Но к красноречию, Сократ, надо относиться так же, как ко всякому прочему средству состязания. Ведь если кто будет долго ходить в палестру и закалится телом и станет опытным кулачным бойцом, а потом поколотит отца и мать или кого еще из родичей или друзей, не нужно, клянусь Зевсом, по этой причине преследовать ненавистью и отправлять в изгнание учителей гимнастики и всех тех, кто учит владеть оружием. Ведь они передали свое уменье ученикам, чтобы те пользовались им по справедливости — против врагов и преступников, для защиты, а не для нападения; те же пользуются своей силою и своим искусством неправильно — употребляют их во зло.
То же рассуждение применимо и к красноречию. Оратор способен выступать против любого противника и по любому поводу так, что убедит толпу скорее всякого другого; короче говоря, он достигнет всего, чего ни пожелает. Но вовсе не следует по этой причине отнимать славу ни у врача, ни у остальных знатоков своего дела. Нет, и красноречием надлежит пользоваться по справедливости, так же как искусством состязания. Если же кто-нибудь, став оратором, затем злоупотребит своим искусством и своей силой, то ненависти, изгнания и казни по справедливости заслуживает злоумышленник, а не его учитель.
С о к р а т.

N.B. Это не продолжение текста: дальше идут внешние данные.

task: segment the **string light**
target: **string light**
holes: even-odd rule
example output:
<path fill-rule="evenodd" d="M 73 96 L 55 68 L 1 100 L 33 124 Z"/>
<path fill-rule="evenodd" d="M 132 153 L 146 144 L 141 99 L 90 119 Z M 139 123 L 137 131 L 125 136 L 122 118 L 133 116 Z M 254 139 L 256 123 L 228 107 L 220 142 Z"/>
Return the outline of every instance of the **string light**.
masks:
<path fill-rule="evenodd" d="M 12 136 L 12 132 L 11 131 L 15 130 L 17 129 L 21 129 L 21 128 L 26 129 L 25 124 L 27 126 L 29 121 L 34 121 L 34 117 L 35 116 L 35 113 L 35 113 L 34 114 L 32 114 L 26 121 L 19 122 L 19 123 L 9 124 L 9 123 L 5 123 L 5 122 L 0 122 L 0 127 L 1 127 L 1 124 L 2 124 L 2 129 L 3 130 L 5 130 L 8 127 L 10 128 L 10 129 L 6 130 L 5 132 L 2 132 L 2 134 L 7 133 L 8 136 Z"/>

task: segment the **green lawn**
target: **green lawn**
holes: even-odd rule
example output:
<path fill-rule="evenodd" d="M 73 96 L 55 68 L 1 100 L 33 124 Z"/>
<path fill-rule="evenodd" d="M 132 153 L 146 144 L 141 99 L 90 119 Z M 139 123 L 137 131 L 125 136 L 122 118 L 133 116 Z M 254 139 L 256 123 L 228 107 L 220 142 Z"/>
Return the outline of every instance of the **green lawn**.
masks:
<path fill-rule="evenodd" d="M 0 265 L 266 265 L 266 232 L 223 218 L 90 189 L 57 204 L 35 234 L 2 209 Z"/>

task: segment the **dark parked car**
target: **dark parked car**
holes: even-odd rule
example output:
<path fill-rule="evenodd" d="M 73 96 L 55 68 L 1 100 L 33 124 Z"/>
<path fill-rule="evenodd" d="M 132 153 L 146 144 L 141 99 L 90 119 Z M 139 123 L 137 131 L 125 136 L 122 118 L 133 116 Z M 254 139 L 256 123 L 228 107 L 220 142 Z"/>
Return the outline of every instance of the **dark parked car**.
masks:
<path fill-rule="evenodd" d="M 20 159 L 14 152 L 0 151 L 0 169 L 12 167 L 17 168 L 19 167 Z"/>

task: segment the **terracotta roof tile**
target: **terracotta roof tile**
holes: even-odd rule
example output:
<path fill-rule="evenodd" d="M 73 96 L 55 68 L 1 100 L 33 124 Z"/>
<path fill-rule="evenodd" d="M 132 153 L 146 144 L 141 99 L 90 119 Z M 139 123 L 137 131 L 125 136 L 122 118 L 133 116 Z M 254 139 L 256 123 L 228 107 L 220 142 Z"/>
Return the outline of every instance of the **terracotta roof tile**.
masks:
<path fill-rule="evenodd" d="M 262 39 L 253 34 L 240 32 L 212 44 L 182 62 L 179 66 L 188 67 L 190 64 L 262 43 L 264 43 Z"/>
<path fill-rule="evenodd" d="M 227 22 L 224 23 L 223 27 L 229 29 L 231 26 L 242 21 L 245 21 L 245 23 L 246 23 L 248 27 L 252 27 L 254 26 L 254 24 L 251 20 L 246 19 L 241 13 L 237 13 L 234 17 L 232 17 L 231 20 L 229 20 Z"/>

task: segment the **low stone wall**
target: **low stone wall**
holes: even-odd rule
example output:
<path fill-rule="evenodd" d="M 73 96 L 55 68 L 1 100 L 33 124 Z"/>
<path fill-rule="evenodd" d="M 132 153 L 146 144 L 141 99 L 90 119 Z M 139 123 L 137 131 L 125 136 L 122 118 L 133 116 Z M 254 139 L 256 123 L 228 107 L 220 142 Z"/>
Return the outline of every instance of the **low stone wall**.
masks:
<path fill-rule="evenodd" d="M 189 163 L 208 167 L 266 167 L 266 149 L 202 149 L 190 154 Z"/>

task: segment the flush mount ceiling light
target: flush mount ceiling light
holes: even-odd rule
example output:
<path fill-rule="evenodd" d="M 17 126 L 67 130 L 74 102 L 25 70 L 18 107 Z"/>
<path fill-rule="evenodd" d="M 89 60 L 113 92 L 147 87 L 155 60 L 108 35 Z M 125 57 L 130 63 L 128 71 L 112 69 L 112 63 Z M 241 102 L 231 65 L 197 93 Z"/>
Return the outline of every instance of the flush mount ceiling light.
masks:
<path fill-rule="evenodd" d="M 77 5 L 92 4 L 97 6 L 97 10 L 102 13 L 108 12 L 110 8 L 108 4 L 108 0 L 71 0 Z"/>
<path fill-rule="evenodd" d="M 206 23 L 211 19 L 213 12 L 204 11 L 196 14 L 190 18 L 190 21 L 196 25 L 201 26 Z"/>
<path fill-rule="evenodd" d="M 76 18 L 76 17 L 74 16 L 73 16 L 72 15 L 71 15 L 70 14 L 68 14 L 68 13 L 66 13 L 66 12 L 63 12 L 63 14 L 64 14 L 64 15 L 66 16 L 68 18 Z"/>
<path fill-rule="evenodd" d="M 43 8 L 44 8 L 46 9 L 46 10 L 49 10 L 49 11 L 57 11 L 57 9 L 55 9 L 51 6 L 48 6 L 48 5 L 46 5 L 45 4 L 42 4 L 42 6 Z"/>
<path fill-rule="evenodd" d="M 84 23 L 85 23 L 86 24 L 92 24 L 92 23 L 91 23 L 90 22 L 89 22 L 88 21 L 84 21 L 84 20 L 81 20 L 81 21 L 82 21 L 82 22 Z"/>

Я полагаю, Горгий, ты, как и я, достаточно опытен в беседах, и вот что тебе случалось, конечно, замечать. Если двое начнут что-нибудь обсуждать, то нечасто бывает, чтобы, высказав свое суждение и усвоив чужое, они пришли к согласному определению и на том завершили разговор, но обычно они разойдутся во взглядах и один скажет другому, что тот выражается неверно или неясно, и вот уже оба разгневаны и каждый убежден, будто другой в своих речах руководствуется лишь недоброжелательством и упорством, а о предмете исследования не думает вовсе. Иные в конце концов расстаются самым отвратительным образом, осыпав друг друга бранью и обменявшись такими оскорблениями, что даже присутствующим становится досадно, но только на себя самих: зачем вызвались слушать подобных людей?